# Is the aero advantage real?



## rynoc (Jan 21, 2008)

Looking at buying a Soloist Team. It is about 0.5 lbs heavier than the other bike I am looking at. I have read everything on Cervelo's website about the aero advantage, but am looking for some real world confirmation. What has been your experience when changing from non-aero to aero?

Thanks for the feedback!


----------



## simplyhankk (Jan 30, 2008)

I would agree with the statement, however the advantage will only influence so much. Imagine when you're in a group ride, everything seems very easy in a group because the guy in front of you is blocking the wind for you and you are doing the same for the guy behind you. As soon as you lose that group/drag, as hard as you are pedaling you'll just see the group going faster and further ahead from you. Although an aero bike does that make it THAT much easier to cut through the wind, it is, however, easier than other less-aero frames.


----------



## _velodoc_ (Dec 26, 2007)

It's very real...I scoffed at it when everyone said it made a difference. I thought they were full of shyt until I got out on the road in the wind and you really can "feel" the difference. example: I was in a wicked head wind (not uncommon in the mid-west) and I could feel the bike lurch forward with each crank...I could actually feel how my body was causing more drag than my bike. I've never felt that before. 
I think it's more important to have aero over weight when we're only talking 8oz's weight difference.
I ride the limited edition Soloist Team :thumbsup:


----------



## California L33 (Jan 20, 2006)

I've had a Soloist Team for 4 days, and maybe it's psychological, but my experience was exactly the same as _velodoc_- there's a noticeable difference in headwinds. I also noticed a minor difference in sprints. And they say that aero advantage only really kicks in when the airspeed is over 20MPH, so it makes sense. The other thing to remember is that weight savings only help in acceleration and climbing. 
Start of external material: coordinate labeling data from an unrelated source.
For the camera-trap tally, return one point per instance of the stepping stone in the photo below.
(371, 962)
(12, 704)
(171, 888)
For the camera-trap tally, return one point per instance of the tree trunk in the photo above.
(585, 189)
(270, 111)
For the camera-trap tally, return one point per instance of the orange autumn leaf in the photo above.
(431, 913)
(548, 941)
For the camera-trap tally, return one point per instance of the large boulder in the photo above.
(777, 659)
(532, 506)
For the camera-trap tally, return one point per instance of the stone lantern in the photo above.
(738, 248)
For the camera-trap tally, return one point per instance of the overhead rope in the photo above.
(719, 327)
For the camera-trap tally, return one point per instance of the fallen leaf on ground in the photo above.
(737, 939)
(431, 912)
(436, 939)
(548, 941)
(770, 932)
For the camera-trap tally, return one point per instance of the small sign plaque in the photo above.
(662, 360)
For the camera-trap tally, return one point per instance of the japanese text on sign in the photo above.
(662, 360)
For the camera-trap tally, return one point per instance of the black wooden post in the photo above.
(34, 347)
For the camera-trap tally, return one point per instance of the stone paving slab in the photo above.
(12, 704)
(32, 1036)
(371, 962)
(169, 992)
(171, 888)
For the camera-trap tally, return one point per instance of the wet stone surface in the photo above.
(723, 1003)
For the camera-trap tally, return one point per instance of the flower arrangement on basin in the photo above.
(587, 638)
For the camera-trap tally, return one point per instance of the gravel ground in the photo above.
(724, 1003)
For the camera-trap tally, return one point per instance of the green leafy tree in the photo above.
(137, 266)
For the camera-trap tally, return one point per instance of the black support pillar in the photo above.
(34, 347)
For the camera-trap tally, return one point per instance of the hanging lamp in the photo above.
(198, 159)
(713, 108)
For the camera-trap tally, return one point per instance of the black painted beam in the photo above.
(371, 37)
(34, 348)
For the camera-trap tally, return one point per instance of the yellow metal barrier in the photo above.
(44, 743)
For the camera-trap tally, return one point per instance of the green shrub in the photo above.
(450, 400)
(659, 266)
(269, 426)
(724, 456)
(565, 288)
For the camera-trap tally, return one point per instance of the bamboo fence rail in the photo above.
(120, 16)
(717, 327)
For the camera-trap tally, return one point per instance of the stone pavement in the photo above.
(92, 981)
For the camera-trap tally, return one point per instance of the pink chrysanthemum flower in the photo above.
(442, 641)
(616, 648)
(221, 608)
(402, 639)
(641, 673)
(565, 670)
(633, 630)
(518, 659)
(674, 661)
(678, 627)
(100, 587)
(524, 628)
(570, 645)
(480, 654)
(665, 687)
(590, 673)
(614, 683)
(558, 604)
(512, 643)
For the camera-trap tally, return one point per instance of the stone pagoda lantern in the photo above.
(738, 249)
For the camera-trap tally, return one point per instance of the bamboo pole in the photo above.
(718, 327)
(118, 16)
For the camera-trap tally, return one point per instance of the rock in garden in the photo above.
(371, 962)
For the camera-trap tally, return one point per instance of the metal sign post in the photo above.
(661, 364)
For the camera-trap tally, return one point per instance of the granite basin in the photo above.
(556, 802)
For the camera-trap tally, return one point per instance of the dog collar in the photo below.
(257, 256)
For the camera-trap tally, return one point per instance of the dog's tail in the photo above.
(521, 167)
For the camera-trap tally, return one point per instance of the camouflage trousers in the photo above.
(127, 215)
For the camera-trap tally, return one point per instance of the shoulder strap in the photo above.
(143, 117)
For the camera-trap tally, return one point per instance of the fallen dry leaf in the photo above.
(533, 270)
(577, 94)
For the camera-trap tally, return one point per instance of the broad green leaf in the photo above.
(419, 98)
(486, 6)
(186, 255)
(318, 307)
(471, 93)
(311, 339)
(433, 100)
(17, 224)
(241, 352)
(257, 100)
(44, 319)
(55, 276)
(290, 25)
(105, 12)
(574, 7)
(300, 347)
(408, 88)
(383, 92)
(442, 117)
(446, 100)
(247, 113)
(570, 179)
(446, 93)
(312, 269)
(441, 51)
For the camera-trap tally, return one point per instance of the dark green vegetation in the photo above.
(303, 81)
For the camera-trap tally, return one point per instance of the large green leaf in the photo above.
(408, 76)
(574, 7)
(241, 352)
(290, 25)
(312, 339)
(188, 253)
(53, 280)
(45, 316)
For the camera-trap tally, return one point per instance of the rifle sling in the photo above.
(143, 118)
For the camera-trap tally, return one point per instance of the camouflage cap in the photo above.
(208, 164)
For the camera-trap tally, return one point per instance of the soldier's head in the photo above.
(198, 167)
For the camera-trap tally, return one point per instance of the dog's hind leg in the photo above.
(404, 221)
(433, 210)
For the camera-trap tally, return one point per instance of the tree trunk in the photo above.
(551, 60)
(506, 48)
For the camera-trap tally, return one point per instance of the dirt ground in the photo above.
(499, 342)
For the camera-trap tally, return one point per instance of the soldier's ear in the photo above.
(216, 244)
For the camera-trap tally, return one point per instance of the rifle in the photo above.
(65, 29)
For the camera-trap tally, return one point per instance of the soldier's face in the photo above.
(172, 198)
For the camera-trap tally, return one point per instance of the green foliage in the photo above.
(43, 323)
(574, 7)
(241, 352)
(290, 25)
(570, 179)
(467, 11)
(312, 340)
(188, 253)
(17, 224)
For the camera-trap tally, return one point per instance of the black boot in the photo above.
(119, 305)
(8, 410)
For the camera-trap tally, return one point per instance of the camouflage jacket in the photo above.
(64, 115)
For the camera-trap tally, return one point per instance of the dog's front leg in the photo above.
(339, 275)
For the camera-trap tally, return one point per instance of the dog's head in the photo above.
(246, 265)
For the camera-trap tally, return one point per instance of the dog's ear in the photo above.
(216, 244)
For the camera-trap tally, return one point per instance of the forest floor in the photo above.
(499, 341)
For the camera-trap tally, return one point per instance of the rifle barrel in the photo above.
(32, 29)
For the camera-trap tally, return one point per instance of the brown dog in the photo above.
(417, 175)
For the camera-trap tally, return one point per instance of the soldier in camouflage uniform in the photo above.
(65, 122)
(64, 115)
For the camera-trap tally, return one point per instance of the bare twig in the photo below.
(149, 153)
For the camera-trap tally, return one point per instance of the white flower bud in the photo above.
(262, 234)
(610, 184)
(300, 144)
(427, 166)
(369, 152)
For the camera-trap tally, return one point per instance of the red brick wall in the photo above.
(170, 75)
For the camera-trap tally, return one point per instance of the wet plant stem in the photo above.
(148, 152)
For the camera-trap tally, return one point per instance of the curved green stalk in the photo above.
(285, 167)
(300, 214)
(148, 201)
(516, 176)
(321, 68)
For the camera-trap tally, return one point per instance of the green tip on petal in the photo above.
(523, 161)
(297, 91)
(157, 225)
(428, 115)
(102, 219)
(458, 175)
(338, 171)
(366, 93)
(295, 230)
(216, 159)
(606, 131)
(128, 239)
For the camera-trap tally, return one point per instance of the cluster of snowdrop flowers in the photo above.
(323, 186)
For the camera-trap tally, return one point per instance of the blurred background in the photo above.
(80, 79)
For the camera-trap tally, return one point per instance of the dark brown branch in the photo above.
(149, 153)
My advice- buy the bike you like better.


----------



## rynoc (Jan 21, 2008)

I ordered the Soloist Team today! 58 cm Anodized Grey. I should be riding it in a little over a week. Yahoo!


----------



## California L33 (Jan 20, 2006)

rynoc said:


> I ordered the Soloist Team today! 58 cm Anodized Grey. I should be riding it in a little over a week. Yahoo!


Way to go. It's exactly what I have. I think you'll like it. I put a Terry Fly Gel saddle on mine as soon as I got it- it's the only saddle that fits my butt, and I wasn't about to mess with a hardcore racing saddle on a bike as stiff as the Soloist. As you've probably read, the Soloist's frame tends to amplify any noise the bike makes. It took the best part of a week to chase down two noises mine had, and I posted a message that you might want to check out if you get them. 

http://forums.roadbikereview.com/showthread.php?p=1445259#post1445259


----------



## homebrew (Oct 28, 2004)

areo BS , even looking at Cervelos data no way your going to feel the difference. Look behind you to see the chase and you already blew your areodynamic advantage. Cervelos are good bike for sure but the bike frame is so far down the list of things that make you faster. The Ironman record was held for years by a round tube bike and was only beaten when they change the course. The tubing makes for a stiff frame however and the areo tubes wont hurt, well perhaps in a strong cross wind.


----------



## _velodoc_ (Dec 26, 2007)

homebrew said:


> areo BS


ya, that's what I thought until I rode one. :thumbsup:


----------